Akhirnya "hari itu" datang juga. Saya benar-benar gugup, lalu sayapun berfikir untuk tidak membebani pikiran dengan orang-orang yang akan datang. Karena bermain teater itu membuat saya bahagia, jadi lupakan mereka dan buat hati kamu bahagia. Sayapun mulai pemanasan dari kepala sampai kaki sambil mendengung-dengungkan suara.
Dalam hitungan detik pertunjukan segera ditampilkan. Kolaborasi monolog sunda akhirnya dimulai juga.
Tak disangka ... beberapa penonton cukup takjub atas permainan kami. Sampai-sampai ada seorang teman kakak mengatakan pada saya : "Ternyata orang ledeng tuh gila-gila!". Begitu pula dengan teman-teman saya yang lain memberikan alasan tentang permainan saya bahwa akting saya adalah hasil latihan dari kakak saya. Dan beberapa yang lain cukup antusias atas permainan tersebut. Saya tak banyak berkata, sedih, tentu saja karena hasil ini adalah hasil jerih payah dan sharring saya, sutradara dan teman-teman produksi. satu sisi saya merasa sangat bersyukur kepada Allah, ternyata saya masih sanggup berdiri di atas panggung. Tapi satu sisi saya saya merasa sedih karena Maya tidak melihat itu secara positif. Dia membenci saya, ia ungkapkan perasaan itu terhadap temannya yang lain dan saya mendapatkan bocorannya. Benar-benar tak disangka dia akan berfikir bahwa karena jasa dialah sehingga saya bisa tampil, namun, saya-menurutnya-tidak pernah berterimakasih.

1 komentar:

  1. dunia tak lepas dari pamrih, ma.
    bagaimana pun, seseorang akan selalu ada di belakang kita. untuk lahir ke dunia sekalipun, kita butuh dua orang manusia. apalagi untuk bisa berdiri di atas panggung.

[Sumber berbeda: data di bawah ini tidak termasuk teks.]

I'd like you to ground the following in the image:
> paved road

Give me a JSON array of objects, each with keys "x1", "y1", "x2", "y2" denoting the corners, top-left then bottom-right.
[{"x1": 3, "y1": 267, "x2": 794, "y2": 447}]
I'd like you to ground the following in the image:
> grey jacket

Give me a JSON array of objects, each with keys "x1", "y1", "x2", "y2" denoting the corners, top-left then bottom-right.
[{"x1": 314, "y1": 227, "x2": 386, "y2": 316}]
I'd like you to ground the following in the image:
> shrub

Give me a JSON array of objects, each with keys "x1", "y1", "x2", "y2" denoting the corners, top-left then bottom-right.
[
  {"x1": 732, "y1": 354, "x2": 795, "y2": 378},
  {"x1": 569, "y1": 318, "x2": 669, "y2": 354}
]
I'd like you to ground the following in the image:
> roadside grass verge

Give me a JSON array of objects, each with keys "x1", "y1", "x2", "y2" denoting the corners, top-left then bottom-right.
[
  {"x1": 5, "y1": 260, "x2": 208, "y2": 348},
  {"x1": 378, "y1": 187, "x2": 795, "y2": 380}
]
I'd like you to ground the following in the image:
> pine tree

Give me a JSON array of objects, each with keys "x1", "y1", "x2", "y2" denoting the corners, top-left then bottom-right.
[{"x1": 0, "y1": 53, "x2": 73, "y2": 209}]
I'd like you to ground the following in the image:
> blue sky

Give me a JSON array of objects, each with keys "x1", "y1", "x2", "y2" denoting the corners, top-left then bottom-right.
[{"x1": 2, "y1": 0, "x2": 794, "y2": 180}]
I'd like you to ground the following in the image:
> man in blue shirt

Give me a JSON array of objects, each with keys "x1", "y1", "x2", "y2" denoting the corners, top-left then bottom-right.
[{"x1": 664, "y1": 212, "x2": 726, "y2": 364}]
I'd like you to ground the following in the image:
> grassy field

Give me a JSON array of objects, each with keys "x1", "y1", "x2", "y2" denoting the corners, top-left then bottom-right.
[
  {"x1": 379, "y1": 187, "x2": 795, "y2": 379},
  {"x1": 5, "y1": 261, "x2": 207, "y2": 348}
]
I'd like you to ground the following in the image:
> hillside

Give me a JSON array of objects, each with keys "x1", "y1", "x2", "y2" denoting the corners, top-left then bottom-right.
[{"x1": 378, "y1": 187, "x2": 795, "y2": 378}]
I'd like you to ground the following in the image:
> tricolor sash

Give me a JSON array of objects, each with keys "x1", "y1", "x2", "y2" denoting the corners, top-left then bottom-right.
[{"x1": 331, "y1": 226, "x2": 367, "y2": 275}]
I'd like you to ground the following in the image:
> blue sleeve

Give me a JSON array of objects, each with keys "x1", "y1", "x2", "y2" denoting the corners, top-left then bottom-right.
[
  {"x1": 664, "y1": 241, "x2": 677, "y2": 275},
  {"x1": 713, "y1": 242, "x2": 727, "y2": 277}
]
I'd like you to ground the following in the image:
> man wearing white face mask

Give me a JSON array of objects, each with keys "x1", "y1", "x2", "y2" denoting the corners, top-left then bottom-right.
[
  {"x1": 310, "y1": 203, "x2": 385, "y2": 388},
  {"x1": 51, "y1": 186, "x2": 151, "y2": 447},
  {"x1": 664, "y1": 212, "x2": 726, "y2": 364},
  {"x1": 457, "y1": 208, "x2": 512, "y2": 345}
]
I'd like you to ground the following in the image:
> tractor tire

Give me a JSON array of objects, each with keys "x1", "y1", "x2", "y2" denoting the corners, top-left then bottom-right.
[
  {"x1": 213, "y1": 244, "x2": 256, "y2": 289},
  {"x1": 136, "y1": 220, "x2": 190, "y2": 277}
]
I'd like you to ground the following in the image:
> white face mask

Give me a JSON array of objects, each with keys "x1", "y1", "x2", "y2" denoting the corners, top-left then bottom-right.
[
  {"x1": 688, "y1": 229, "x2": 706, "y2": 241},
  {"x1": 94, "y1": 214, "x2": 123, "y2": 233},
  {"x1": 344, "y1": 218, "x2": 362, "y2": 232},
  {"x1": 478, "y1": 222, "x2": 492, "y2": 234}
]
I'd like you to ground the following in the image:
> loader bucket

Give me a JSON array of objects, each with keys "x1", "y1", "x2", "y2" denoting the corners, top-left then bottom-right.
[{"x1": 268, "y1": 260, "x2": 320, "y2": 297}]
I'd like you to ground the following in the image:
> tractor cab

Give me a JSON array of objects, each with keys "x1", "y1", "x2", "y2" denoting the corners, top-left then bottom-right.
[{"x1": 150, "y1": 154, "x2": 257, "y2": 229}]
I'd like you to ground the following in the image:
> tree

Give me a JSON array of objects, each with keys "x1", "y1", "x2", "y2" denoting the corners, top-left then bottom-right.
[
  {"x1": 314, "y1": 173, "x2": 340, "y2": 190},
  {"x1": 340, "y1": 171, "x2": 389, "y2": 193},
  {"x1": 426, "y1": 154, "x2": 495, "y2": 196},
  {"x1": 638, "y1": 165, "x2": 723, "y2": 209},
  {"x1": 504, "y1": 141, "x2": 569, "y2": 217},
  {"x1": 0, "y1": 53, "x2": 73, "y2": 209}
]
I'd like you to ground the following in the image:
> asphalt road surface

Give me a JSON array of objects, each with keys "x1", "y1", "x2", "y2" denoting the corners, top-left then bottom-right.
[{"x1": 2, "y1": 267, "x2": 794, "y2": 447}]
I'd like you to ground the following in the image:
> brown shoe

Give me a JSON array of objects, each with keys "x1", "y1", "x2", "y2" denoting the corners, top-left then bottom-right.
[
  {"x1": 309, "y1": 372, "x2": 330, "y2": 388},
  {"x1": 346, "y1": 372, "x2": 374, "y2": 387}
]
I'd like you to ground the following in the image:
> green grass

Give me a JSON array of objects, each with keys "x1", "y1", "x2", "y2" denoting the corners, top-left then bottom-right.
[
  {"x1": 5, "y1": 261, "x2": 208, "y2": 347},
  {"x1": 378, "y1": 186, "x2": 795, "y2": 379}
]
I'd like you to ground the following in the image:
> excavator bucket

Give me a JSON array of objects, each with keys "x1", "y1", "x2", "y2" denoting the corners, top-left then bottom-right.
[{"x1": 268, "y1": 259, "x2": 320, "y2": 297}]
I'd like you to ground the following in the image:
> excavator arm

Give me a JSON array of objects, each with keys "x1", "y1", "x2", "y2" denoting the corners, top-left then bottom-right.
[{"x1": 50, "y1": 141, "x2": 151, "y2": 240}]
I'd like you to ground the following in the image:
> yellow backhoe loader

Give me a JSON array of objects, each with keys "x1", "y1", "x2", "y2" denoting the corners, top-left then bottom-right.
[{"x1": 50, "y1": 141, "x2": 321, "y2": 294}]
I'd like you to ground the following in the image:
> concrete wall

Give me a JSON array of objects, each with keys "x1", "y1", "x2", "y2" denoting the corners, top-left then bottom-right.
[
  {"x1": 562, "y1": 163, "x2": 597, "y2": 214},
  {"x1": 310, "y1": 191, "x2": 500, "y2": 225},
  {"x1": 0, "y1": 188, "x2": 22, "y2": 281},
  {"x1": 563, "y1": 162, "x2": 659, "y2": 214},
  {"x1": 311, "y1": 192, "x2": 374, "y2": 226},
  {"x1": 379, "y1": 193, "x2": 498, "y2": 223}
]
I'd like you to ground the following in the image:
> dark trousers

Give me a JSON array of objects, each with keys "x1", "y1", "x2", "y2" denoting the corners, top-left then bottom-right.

    pada akhirnya, kembali pada niatan seseorang untuk berdiri di belakang kita. apakah dia akan mendorong kita dengan cinta, atau malah menjerumuskan dengan cara mendorong dengan kasar.

    intinya: kumaha niat!
    meureun niatna neng maya teh awalna alus, tapi ninggal anjeun tiasa langkung sae, sieun kaelehkeun. hehehe.. sabar weh, nya!